Members of the National Association for the Advancement of Colored People (NAACP) are calling for “a moratorium on the proliferation of privately managed charter schools.”
A resolution passed at the 2016 NAACP National Convention in Cincinnati, held in July, reaffirmed NAACP’s 2014 resolution titled “School Privatization Threat to Public Education.” The document declares charter schools with privately appointed boards “do not represent the public yet make decisions about how public funds are spent [and have] contributed to the increased segregation rather than diverse integration of our public school system,” among other things.
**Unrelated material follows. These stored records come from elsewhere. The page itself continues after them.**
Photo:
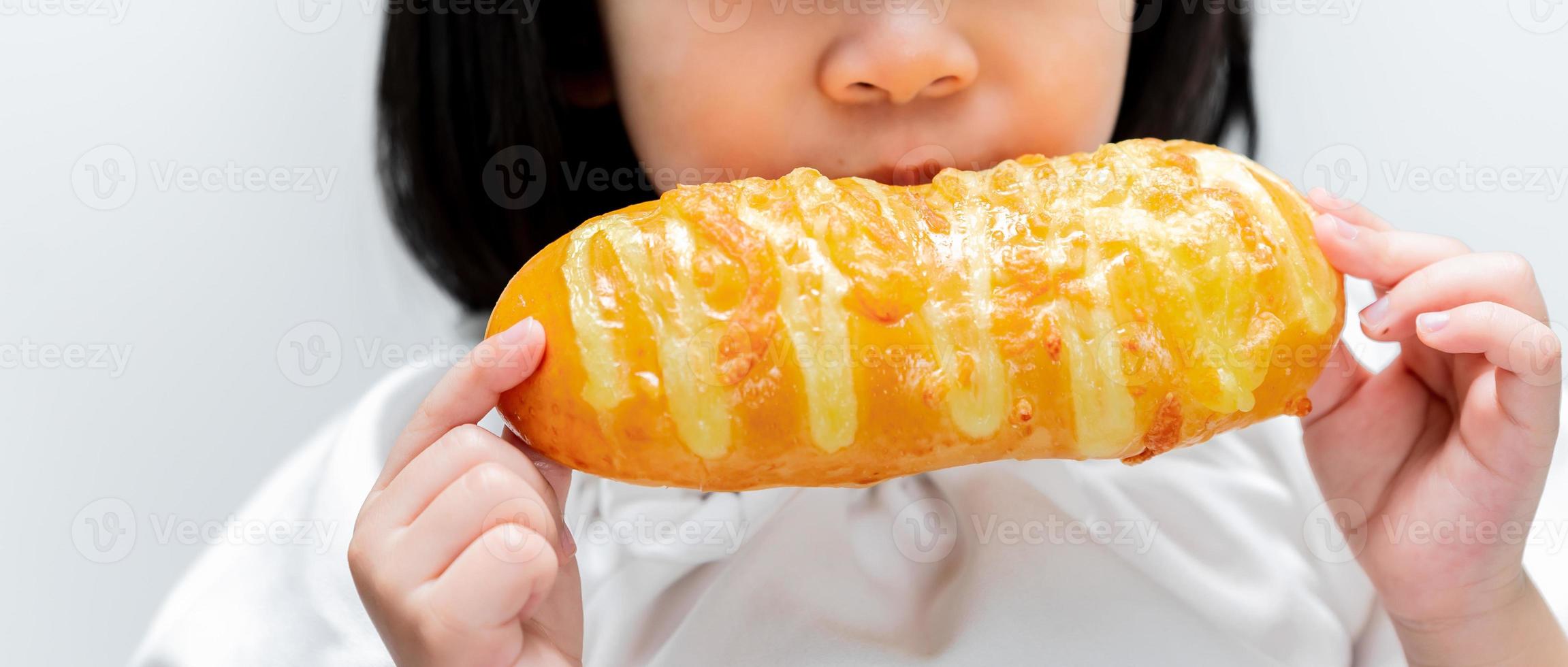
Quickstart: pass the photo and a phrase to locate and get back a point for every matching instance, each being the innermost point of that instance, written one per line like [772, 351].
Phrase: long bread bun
[837, 332]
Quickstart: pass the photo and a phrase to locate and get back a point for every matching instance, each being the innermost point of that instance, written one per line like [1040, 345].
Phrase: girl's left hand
[1441, 457]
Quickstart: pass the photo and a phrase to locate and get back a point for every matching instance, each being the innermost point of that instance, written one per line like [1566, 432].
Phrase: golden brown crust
[837, 332]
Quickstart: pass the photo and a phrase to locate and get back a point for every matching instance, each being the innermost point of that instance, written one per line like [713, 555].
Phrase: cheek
[1065, 86]
[695, 101]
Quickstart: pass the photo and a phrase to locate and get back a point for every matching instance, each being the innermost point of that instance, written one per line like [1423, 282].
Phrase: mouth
[919, 169]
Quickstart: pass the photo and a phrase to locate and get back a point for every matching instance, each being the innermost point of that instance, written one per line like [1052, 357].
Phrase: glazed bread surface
[839, 332]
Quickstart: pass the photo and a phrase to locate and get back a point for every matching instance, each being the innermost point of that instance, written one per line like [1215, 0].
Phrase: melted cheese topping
[811, 306]
[700, 409]
[1181, 204]
[596, 326]
[959, 320]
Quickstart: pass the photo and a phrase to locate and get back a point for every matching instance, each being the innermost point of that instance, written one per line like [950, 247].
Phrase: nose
[897, 60]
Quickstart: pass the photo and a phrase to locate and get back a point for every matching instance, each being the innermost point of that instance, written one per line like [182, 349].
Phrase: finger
[435, 468]
[1526, 353]
[496, 580]
[1341, 376]
[469, 390]
[482, 498]
[1503, 278]
[556, 475]
[1382, 257]
[1351, 212]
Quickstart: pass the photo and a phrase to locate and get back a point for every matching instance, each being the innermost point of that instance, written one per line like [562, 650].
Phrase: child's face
[874, 88]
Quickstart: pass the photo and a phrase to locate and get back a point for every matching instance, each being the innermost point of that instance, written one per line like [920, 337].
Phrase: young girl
[1194, 558]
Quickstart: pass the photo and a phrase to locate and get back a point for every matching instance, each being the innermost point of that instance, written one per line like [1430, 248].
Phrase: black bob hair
[458, 90]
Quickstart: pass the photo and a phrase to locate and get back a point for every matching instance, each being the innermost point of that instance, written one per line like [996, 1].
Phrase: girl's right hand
[460, 553]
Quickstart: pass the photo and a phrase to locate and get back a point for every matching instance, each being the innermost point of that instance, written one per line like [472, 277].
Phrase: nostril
[944, 86]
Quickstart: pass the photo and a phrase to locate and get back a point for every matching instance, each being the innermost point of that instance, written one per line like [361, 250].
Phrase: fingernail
[519, 332]
[1374, 314]
[1330, 199]
[1432, 321]
[568, 544]
[1346, 231]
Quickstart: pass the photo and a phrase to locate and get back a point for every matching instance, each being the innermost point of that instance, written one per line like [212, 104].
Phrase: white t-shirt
[1209, 555]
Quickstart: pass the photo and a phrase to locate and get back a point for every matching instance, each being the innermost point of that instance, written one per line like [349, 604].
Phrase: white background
[204, 289]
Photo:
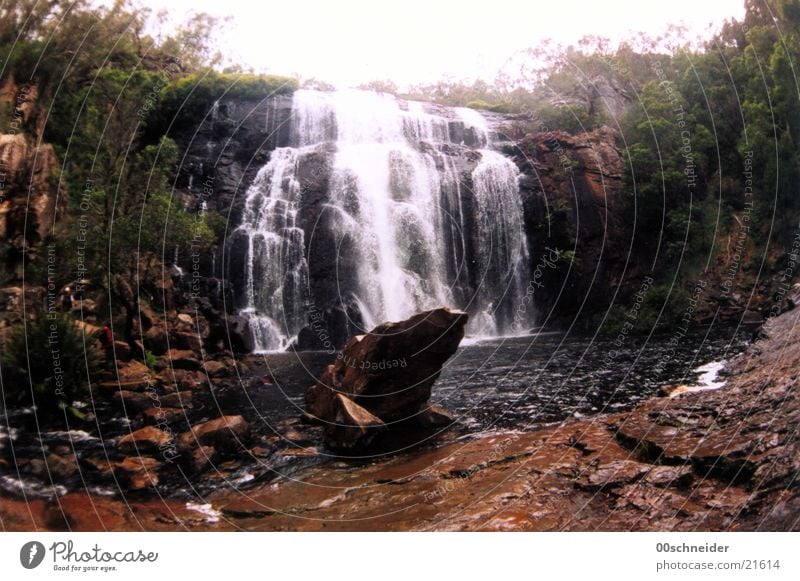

“Researchers have warned that charter school expansions in low-income communities mirror predatory lending practices that led to the sub-prime mortgage disaster, putting schools and communities impacted by these practices at great risk of loss and harm,” the resolution says.
The resolution will become official NAACP policy if the national board approves it at its next meeting.
Charters Subject to ‘Strict Oversight’
Larry Sand, president of the California Teachers Empowerment Network, says it’s unlikely a lack of oversight is the real reason NAACP is calling for an end to charter schools.
“There is plenty of oversight now,” Sand said. “If a charter is not doing what it is supposed to do, parents will vote with their feet and the school will be shuttered. But traditional public schools do need more oversight. If one of them is failing, the typical response is to throw more money at it. A bad school is rarely closed, and its teachers are almost never fired.
“The boards may be appointed, but charter schools are still subject to strict district and state oversight,” Sand said. “I think NAACP may be miffed that their teacher-union friends don’t get to control charter boards the way they do in traditional public schools.”
‘A Permanent Black Eye’
Rick Hess, director of education policy studies at the American Enterprise Institute, says if local governments adopt NAACP’s proposed moratorium, the entire charter school system will suffer.
“It would give a permanent black eye to the sector,” Hess said. “One of the things that has made charter schools successful is it has been a fairly bipartisan issue with a broad base of public support. If any state were to suddenly suggest that there was something so troubling with charter schools that they needed to be frozen, I think that would be a permanent setback.
“And if you are running high-quality charter schools, you’ve got teachers who you hope to keep and grow into teacher-leaders,” Hess said. “You’ve got people who you want to grow into principals, and the whole model works as a river that flows forward. If suddenly people in these schools know that there are going to be no future opportunities and no schools to open, that’s going to discourage a lot of people currently in charters or who are looking to work in charters.”
Hess says NAACP’s resolution is also bad for students.
“Just think about the sheer number of children on waitlists, waiting to get into charters that currently don’t have seats for them,” Hess said. “These families think charters are offering them much better alternatives than their district schools, and we’re talking hundreds of thousands of children who will be told, ‘Sorry, no more schools will be opening up—no matter how much you want them to.'”
Elizabeth BeShears ([email protected]) writes from Trussville, Alabama.